My kitten (9 months) will only eat dry now as well. I stopped the canned within the first month or two because it gave her horrible gas. :yuck: 
Now she will only eat the dry (pro-plan kitten) and she will sniff things like bits of chicken or egg but won't eat it either. (Griff is more than happy to clean up after her.):


----------



## Merlins mom (Jun 20, 2007)

Butters is really picky. Never went for the high end canned food. The ONLY canned he'll eat is friskies meaty bits (beef). Dry, he'll eat any kind.

I want him to eat canned food. He needs the water in it.


----------



## Merlins mom (Jun 20, 2007)

I do remember trying the Merrick canned with no luck....in fact I still may have one shoved to the back of my pantry! lol


----------



## Megora (Jun 7, 2010)

Merlins mom said:


> Butters is really picky. Never went for the high end canned food. The ONLY canned he'll eat is friskies meaty bits (beef). Dry, he'll eat any kind.
> 
> I want him to eat canned food. He needs the water in it.


Our first cat only ate friskies kibble all his life, and he lived a long healthy life. And the only moist food he got was a little tuna on fridays (my dad let him finish up the can).

^ We don't do that with our current cat (he eats purina pro plan kibble), but when we do pick up moist food the only kind he eats is whiskas moist packets. And "eats" means he just licks the juices up and leaves the meat behind. :bowl:


----------



## jackie_hubert (Jun 2, 2010)

You should be able to return the Merrick. Contact the company if the store won't take it back. 

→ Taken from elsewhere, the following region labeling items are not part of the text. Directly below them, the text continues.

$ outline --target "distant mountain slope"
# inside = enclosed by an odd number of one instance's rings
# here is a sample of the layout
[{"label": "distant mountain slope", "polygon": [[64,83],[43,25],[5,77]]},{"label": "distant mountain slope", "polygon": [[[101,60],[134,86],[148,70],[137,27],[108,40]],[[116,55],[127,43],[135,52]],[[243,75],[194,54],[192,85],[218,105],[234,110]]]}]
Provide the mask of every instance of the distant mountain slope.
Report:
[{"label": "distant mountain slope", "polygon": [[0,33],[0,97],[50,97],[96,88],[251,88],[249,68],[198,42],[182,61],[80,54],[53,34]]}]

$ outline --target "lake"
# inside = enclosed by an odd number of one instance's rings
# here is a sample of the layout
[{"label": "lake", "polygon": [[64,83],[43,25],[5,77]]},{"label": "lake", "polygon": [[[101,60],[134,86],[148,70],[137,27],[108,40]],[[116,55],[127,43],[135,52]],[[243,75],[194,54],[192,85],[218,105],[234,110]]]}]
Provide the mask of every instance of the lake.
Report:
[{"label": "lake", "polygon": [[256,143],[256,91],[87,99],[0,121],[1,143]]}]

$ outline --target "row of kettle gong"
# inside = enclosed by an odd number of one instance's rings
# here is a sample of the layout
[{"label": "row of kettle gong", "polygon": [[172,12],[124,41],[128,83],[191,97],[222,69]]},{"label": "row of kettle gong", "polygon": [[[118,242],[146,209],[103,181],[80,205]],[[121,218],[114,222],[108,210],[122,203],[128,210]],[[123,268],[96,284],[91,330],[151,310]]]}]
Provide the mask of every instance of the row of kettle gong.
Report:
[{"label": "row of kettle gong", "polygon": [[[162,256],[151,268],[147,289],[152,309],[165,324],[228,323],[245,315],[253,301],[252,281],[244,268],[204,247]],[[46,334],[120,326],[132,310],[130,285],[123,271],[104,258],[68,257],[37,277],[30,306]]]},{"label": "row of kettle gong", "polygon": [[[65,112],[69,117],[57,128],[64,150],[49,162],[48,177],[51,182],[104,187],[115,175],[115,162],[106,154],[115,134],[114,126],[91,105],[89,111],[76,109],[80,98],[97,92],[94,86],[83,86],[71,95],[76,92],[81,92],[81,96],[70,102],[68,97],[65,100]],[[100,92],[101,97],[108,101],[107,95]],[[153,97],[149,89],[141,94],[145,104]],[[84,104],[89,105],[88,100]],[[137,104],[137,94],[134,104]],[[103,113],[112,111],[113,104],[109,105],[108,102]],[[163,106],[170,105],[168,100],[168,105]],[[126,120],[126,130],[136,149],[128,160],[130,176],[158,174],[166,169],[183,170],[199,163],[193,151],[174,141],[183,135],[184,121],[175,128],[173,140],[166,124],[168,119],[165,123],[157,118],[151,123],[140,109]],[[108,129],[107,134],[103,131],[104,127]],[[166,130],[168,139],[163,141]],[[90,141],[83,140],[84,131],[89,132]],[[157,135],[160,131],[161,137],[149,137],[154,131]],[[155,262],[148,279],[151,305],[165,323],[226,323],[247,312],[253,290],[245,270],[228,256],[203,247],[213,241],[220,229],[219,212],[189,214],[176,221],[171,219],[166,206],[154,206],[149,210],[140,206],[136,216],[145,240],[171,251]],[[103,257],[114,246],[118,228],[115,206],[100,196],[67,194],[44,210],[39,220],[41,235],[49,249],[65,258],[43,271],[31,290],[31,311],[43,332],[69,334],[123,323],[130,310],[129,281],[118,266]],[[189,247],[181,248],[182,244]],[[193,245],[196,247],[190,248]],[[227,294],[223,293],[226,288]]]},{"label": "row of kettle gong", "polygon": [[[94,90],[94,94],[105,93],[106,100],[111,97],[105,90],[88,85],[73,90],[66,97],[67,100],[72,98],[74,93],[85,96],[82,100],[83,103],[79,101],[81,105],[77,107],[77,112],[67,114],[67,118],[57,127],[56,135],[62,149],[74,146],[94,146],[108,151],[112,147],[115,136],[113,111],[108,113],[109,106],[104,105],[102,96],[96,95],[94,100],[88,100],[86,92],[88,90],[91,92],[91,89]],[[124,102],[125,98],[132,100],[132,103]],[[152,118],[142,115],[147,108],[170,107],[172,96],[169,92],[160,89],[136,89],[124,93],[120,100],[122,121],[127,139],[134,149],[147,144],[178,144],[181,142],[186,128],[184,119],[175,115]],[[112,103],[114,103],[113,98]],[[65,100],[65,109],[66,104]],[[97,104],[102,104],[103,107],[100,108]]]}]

Most people start with friskies or fancy feast with gravy and then move over to the pate stuff. Took Oscar about 6 months, now he eats any wet food or dry food or raw we put in front of him. I'm a member of a feline urinary issues support group and not eating wet food is the biggest issue owners have there. I think some people found that their cat would eat raw food but I would think that they're more likely to eat canned.

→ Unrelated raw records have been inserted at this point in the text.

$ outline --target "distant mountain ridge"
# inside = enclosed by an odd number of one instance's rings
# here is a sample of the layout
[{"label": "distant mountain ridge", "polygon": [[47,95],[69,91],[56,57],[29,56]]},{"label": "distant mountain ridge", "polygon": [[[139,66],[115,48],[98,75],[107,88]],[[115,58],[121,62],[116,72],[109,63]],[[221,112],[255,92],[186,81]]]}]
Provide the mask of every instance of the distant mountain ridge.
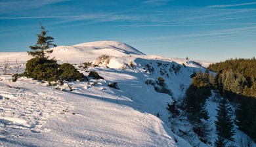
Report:
[{"label": "distant mountain ridge", "polygon": [[[85,42],[71,46],[59,46],[53,50],[51,57],[62,61],[87,61],[95,59],[102,54],[112,56],[126,56],[129,55],[145,55],[136,48],[125,43],[103,41]],[[1,52],[0,61],[26,61],[31,59],[27,52]]]}]

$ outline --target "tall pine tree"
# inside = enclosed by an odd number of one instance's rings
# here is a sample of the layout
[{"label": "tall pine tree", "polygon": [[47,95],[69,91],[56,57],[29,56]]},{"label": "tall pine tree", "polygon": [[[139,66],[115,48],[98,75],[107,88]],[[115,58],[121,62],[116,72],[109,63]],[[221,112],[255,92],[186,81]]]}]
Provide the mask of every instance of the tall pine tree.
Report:
[{"label": "tall pine tree", "polygon": [[218,112],[215,121],[216,131],[219,137],[234,141],[235,135],[234,122],[231,118],[231,107],[226,99],[223,99],[218,106]]},{"label": "tall pine tree", "polygon": [[52,46],[56,46],[56,44],[54,44],[53,38],[51,36],[47,36],[47,31],[45,30],[45,28],[41,25],[41,33],[37,34],[37,41],[35,46],[30,46],[30,49],[32,51],[28,52],[28,55],[32,56],[35,57],[45,57],[48,58],[49,56],[47,56],[47,54],[51,54],[53,52],[53,50],[49,50]]},{"label": "tall pine tree", "polygon": [[215,142],[214,142],[214,145],[215,147],[225,147],[225,140],[221,137],[219,136],[218,138],[216,139]]}]

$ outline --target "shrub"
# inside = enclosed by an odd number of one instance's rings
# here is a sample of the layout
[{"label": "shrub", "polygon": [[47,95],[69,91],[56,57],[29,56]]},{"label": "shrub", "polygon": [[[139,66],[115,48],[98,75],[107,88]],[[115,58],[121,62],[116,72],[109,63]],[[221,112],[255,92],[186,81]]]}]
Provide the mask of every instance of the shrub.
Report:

I'm sure you've already done this but have you mixed a tiny tiny amount of the Merrick into the kibble and worked up really really slowly? At the shelter we actually smear some of the wet food on the kitty's paws if they won't eat it. Usually once they've had a bit they go "mmm...not so bad" and they'll gobble it up after some loss of dignity. I know, mean, haha! Some just won't eat it and have to be given fluids sub-q or via syringe.


----------



## lynn1970 (Feb 6, 2011)

We tried bunches of wet foods with my cat that had failing kidneys. The vet said that it was the best way to help her. The only thing that she even remotely like was Natural Balance. I can't remember specifically trying Merrick but I am sure that I did. We even tried the cheap stuff and she just didn't like it. I think it was because she wasn't familiar with it.

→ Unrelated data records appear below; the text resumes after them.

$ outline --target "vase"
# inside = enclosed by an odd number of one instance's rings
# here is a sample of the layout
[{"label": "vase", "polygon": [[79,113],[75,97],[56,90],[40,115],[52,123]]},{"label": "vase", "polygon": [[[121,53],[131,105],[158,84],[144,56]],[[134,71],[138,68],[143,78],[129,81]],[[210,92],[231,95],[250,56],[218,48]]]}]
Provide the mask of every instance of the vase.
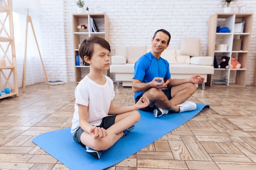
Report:
[{"label": "vase", "polygon": [[224,13],[229,13],[231,12],[231,8],[230,7],[226,7],[224,8],[223,12]]},{"label": "vase", "polygon": [[76,8],[76,11],[78,13],[83,13],[83,8]]}]

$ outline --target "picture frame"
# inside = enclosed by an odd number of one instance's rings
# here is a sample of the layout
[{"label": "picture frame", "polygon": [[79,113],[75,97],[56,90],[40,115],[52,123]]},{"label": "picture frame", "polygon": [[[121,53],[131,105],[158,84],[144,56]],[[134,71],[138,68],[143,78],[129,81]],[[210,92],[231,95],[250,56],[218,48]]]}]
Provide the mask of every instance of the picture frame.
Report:
[{"label": "picture frame", "polygon": [[244,5],[240,7],[240,13],[245,13],[246,10],[246,6]]}]

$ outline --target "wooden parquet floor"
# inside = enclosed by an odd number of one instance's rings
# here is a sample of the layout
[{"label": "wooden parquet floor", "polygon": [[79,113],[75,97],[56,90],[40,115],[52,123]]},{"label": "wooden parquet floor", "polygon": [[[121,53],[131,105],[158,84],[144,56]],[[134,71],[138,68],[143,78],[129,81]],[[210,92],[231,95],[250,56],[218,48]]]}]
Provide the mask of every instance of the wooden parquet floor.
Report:
[{"label": "wooden parquet floor", "polygon": [[[69,169],[31,141],[71,126],[76,86],[37,83],[0,100],[0,169]],[[131,88],[115,91],[115,105],[134,104]],[[210,108],[108,170],[256,170],[256,94],[252,86],[199,88],[189,100]]]}]

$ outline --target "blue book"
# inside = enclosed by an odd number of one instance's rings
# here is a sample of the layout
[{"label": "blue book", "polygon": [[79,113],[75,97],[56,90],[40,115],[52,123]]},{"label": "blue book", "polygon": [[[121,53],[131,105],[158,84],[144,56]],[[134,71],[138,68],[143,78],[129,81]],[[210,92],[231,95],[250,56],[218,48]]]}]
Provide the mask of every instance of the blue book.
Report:
[{"label": "blue book", "polygon": [[79,65],[79,55],[76,55],[76,65]]},{"label": "blue book", "polygon": [[213,66],[215,68],[218,68],[218,63],[217,62],[217,59],[216,58],[216,56],[214,55],[214,62],[213,63]]}]

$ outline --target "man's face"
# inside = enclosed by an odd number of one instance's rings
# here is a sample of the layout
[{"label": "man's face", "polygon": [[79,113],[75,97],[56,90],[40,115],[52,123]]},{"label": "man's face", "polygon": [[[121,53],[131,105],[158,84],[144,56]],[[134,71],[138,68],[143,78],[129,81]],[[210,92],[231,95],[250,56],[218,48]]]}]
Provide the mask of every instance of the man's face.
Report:
[{"label": "man's face", "polygon": [[161,53],[169,46],[167,42],[169,36],[162,31],[157,33],[155,38],[151,39],[152,49],[156,53]]}]

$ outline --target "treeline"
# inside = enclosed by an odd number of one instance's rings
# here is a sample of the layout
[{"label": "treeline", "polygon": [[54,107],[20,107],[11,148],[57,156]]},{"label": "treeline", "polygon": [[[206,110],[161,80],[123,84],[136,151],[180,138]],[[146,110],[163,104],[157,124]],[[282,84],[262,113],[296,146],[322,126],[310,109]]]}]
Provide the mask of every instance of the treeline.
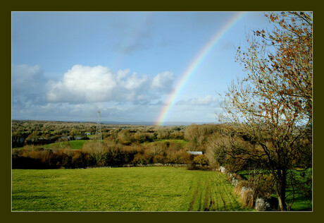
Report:
[{"label": "treeline", "polygon": [[[101,124],[103,138],[118,139],[123,144],[156,139],[184,139],[185,126],[154,126]],[[89,139],[96,133],[96,123],[47,121],[12,121],[12,147],[44,145],[62,140]]]},{"label": "treeline", "polygon": [[26,145],[13,150],[13,169],[58,169],[121,167],[125,164],[195,164],[207,165],[204,155],[193,156],[179,143],[155,142],[147,145],[115,144],[89,140],[81,150],[44,149]]},{"label": "treeline", "polygon": [[[35,126],[36,123],[32,123]],[[68,124],[77,125],[63,123],[61,127]],[[89,140],[81,150],[72,150],[64,140],[59,140],[63,141],[63,145],[61,143],[57,147],[51,146],[51,149],[37,145],[37,141],[33,145],[13,149],[12,167],[14,169],[85,168],[154,163],[206,166],[208,160],[205,155],[193,156],[187,152],[202,151],[204,154],[208,137],[219,131],[219,126],[213,124],[163,127],[119,126],[118,128],[107,125],[103,127],[105,128],[102,142]],[[38,130],[44,131],[40,128]]]}]

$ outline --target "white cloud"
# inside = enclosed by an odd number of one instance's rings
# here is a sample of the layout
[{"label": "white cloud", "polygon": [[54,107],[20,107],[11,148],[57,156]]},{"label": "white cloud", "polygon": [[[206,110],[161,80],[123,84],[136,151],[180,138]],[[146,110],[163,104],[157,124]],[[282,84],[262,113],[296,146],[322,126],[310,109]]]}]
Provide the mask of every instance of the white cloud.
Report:
[{"label": "white cloud", "polygon": [[130,74],[130,70],[112,73],[107,67],[75,65],[64,73],[62,81],[52,82],[46,98],[51,102],[86,103],[138,102],[159,97],[169,92],[173,73],[163,72],[153,78]]},{"label": "white cloud", "polygon": [[207,95],[202,98],[191,98],[187,101],[181,100],[177,102],[178,105],[197,105],[197,106],[211,106],[216,105],[218,99],[212,95]]}]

I know many cats that do well on dry kibble and live long happy lives but I don't want to ever put myself in such a stressful position again where my sick kitty won't eat the food that will help her. I give my girls wet food 2-3 times a week so they are accustomed to eating it, just in case of emergency. My current cats will eat several varieties of Natural Balance so I alternate those. They think they are getting a special treat and I have the peace of mind that if they are sick and have to eat wet then at least they are familiar with it.


----------



## lgnutah (Feb 26, 2007)

I went through a real time finding a dry food that my cat both loved and wouldn't throw up. In his life he occasionally got wet food and he loved it anytime he got it. At that time I didn't know he was going into kidney failure. 
Since the vet said wet only, he initially loved all wet food, but now has started to become picky-and sometimes just drinks out the extra liquid the vet tells me to put with the wet.
He still is never picky about the dry (Evo) which I give him on days when he just refuses his wet (the vet said very important to keep his weight up so I don't want him to skip meals).
He begs for my food when I'm eating, and loves little bits of cooked chicken, fish, etc but I know he can't live on a diet of pure meat and I am not able to make a "complete" cat diet by hand (he refuses all raw).
I have noticed since switching to wet his pee clumps are much reduced in size and frequency.


----------